En su discurso de proclamación por el Frente de Profesionales y Técnicos que apoyaban su candidatura, de junio de 1964, afirmaba Frei: “Asistimos a una vasta revolución. Han muerto viejas fórmulas y nace una nueva edad. Sería inútil negarlo. Por eso el mundo entero camina a través de un proceso de cambios que a todos los pueblos alcanza, y que hace inoperantes viejas fórmulas y antiguas instituciones. Ya nadie discute que en el mundo, como en nuestra América y en Chile, hay un proceso revolucionario”75. En el plano constitucional -agregaba en la misma ocasión- “el Presidente de la República debe tener el derecho de consultar directamente al pueblo por medio del plebiscito o referéndum acerca de los asuntos de gran trascendencia nacional. El Ejecutivo debe contar con un organismo técnico central de planificación; debe plantear un programa de acción con claridad y realizarlo con decisión; debe tener facultades suficientes y la iniciativa para mantener la unidad en la operación económica del Estado”76.

Estas ideas se verían reforzadas por los grandes triunfos obtenidos por la Democracia Cristiana no solo en las presidenciales de 1964, sino también en las parlamentarias del año siguiente.

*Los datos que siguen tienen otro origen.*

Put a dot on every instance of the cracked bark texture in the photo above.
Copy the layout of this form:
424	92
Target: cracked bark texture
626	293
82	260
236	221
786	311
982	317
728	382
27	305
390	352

Pese a ello, no alcanzaría una mayoría en las cámaras que le permitiera hacer realidad su programa, lo que le impulsaría a presentar una serie de proyectos de reforma constitucional. “El pueblo elige su Gobierno -señalaba Frei en un discurso pronunciado para defender su proyecto de reforma presentado el año 1967- y elige un Parlamento para cumplir el programa que el Gobierno comprometió, y luego ocurre que aquellos que fueron derrotados, que son minoría, basados en el hecho de la renovación parcial del Senado, conservando muchos de ellos cargos que saben a conciencia que perderían si hubiera elecciones, tratan de hacer imposible la tarea del Gobierno”77. En el fondo se pretendía introducir como parte de las atribuciones presidenciales la planificación económica; de ahí que se miraran, en ese aspecto, con alguna envidia y hoy día incomprensible ilusión, los modelos del bloque comunista78. Pero a esas alturas el enfrentamiento ideológico era tan fuerte en las cámaras, que resultaría imposible que los proyectos de Frei se pudieran hacer realidad. Recién en 1970 se aprobaría una reforma constitucional en la que se acogieron parte de sus ideas79.

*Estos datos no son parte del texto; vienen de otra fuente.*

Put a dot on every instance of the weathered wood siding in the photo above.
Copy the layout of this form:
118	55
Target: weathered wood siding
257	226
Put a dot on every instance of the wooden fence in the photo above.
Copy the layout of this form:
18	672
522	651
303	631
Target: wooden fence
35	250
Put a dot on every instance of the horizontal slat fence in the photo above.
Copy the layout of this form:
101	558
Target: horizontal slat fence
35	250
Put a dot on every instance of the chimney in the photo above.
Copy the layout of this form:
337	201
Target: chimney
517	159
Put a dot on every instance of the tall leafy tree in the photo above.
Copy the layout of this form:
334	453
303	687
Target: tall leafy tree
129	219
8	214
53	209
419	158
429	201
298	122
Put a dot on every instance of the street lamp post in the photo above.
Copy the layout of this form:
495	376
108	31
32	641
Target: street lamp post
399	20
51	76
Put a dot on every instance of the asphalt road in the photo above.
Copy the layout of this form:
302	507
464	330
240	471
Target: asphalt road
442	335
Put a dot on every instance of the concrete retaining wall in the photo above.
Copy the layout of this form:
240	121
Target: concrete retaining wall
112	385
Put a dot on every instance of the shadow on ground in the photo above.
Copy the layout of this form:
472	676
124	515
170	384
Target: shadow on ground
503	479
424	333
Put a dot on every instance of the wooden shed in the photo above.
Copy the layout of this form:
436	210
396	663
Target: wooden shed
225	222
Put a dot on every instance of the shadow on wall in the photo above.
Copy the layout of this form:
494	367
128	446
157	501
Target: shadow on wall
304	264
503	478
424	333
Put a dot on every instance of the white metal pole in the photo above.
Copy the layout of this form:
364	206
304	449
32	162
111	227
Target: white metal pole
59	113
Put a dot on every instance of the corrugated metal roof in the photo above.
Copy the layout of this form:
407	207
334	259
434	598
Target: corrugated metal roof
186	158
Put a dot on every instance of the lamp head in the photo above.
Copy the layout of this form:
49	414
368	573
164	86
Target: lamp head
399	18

Salvador Allende también llegó al poder con el propósito de cambiar de raíz el sistema constitucional chileno. No en vano asumía la primera magistratura apoyado por una coalición de partidos donde destacaban los de filiación marxista, como el suyo que era el Socialista, esto en medio de ese gran enfrentamiento ideológico que era la Guerra Fría. Aunque en el seno de la Unidad Popular había unidad en los fines -la transformación de nuestro país en una “democracia popular” de acuerdo a los modelos imperantes en el bloque soviético- se postulaban para alcanzarlos métodos diferentes. Mientras algunos sectores extremos habían llegado a propiciar hasta la vía violenta80, Salvador Allende defendería su vía “pluralista”, aquella que se aprovechaba de la “legalidad burguesa” para impulsar los cambios. Como lo señalaba en su intervención en el pleno nacional del Partido Socialista celebrado en Algarrobo en marzo de 1972, lo que correspondía era “transformar el aparato burocrático, el aparato del Estado como totalidad, la propia Carta Fundamental, en su sentido de clase”, pero había que aceptar la posibilidad “de que esa institucionalidad pueda dar paso a través de sus propios cauces a una institucionalidad con distinto sentido de clase”. El gran impulsor del proceso revolucionario había que buscarlo “en la estructura económica, en las relaciones de producción nuevas que estamos poniendo en funcionamiento de modo acelerado, en la conciencia de los trabajadores, en las nuevas organizaciones de los trabajadores que los cambios en la infraestructura deben producir, y que los partidos populares deben estimular y guiar”. Su conclusión era que “la negación del actual régimen institucional chileno” no podía “concebirse como producto de la acción voluntarista de una minoría osada, sino como fruto de la acción consciente y organizada de las grandes masas”. Al final de cuentas, “la tarea del momento es conquistar el parlamento. Ese es el camino más corto hacia el cambio cualitativo del aparato del Estado”81.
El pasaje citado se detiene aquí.